• FDA Proposes Regulatory Framework for Next Generation Sequencing-Based Tests
  • August 11, 2016 | Authors: Edgar Asebey; Maureen Bennett; Christian B. Fulda; Colleen M. Heisey; Cristiana Spontoni
  • Law Firms: Jones Day - Miami Office ; Jones Day - Boston Office ; Jones Day - Munich Office ; Jones Day - Washington Office ; Jones Day - Brussels Office
  • FDA recently released, as a part of President Obama's Precision Medicine Initiative, two draft guidance documents proposing what the Agency is calling a "flexible and streamlined approach" for regulating next generation sequencing ("NGS")-based tests. The first guidance document, "Use of Standards in FDA Regulatory Oversight of Next Generation Sequencing (NGS)-Based In Vitro Diagnostics (IVDs) Used for Diagnosing Germline Diseases," proposes, in part, that certain NGS-based tests (those for germline, e.g., hereditary, diseases) may be suitable for de novo classification and, if FDA makes a class II determination, potentially appropriate for exemption from premarket notification requirements.

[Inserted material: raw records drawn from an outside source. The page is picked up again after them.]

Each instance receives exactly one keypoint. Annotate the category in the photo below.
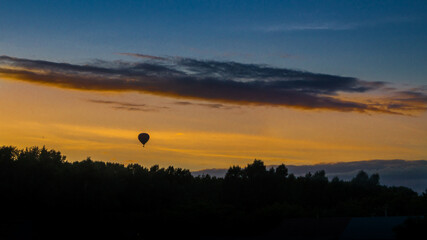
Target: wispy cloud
(128, 106)
(208, 105)
(219, 82)
(331, 25)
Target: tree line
(131, 201)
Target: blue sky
(371, 40)
(216, 83)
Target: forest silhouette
(101, 199)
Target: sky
(215, 83)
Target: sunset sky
(215, 83)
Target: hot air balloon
(143, 138)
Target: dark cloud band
(219, 82)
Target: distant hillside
(412, 174)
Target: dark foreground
(44, 196)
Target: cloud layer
(216, 81)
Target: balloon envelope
(143, 138)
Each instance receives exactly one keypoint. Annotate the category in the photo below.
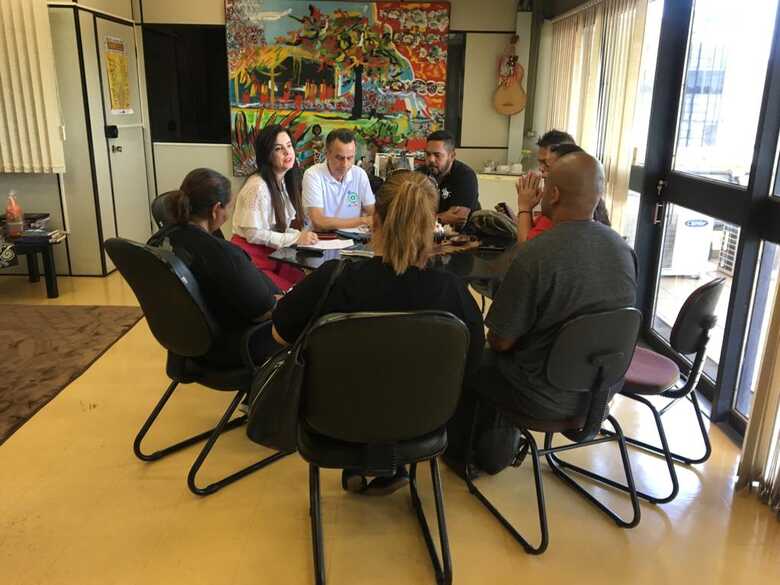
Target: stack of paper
(328, 245)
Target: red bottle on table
(14, 218)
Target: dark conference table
(472, 265)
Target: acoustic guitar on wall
(510, 97)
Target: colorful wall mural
(379, 68)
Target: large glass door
(704, 176)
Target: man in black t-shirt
(458, 189)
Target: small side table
(31, 247)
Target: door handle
(659, 209)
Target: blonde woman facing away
(395, 279)
(269, 214)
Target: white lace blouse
(254, 220)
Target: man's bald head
(573, 187)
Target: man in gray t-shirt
(578, 266)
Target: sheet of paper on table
(328, 245)
(359, 232)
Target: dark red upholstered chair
(652, 374)
(591, 354)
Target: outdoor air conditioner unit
(687, 243)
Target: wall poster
(378, 68)
(118, 81)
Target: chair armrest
(246, 338)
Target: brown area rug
(45, 348)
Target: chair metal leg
(316, 524)
(659, 451)
(443, 575)
(623, 487)
(557, 466)
(137, 449)
(218, 430)
(543, 527)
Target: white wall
(122, 8)
(486, 15)
(483, 15)
(542, 97)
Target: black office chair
(180, 321)
(162, 214)
(385, 406)
(652, 374)
(591, 353)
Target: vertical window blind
(596, 56)
(30, 121)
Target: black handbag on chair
(276, 390)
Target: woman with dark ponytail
(269, 214)
(397, 278)
(235, 291)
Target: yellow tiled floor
(77, 508)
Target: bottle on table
(14, 218)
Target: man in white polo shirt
(337, 194)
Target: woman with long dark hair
(269, 213)
(235, 291)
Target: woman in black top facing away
(395, 279)
(236, 292)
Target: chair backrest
(168, 294)
(696, 317)
(383, 377)
(591, 353)
(160, 211)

    In evaluating whether a 510(k) is needed to provide reasonable assurance of the safety and effectiveness of an NGS-based test for germline diseases, FDA will consider, among other things, assurances of analytical and clinical validity. These assurances are consistent with the parameters that are assessed as part of most IVD premarket reviews-analytical performance and clinical performance. (For more on IVD premarket reviews, see the Overview of IVD Regulation page on FDA's website.)

    To provide assurance of analytical validity for an NGS-based test for germline diseases, FDA proposes that NGS-based test developers can follow the recommendations outlined in Section VI of the guidance document referenced above. (The section provides "Recommendations for Design, Development and Validation of NGS-based Tests for Germline Diseases," which "FDA believes can help demonstrate a reasonable assurance that an NGS-based test for germline diseases is analytically valid.") In the future, FDA suggests it may recognize standards consistent with those recommendations, and conformance with those standards could support or provide reasonable assurance of a test's analytical validity. FDA also suggests that its analytical validity-related recommendations could also form the basis for special controls or conditions for 510(k) exemption in the future.

    To provide assurance of clinical validity for any NGS-based test (i.e., not limited to those for germline diseases), FDA proposes that NGS-based test developers may utilize assertions of genotype-phenotype correlations and underlying data from FDA-recognized public genetic variant databases, as outlined in and consistent with FDA's second guidance document, "Use of Public Human Genetic Variant Databases to Support Clinical Validity for Next Generation Sequencing (NGS)-Based In Vitro Diagnostics." In some instances, FDA suggests that NGS-based test developers may not need to submit additional clinical data beyond what is provided from the recognized genetic variant database. Comments on both draft guidances are due October 6, 2016.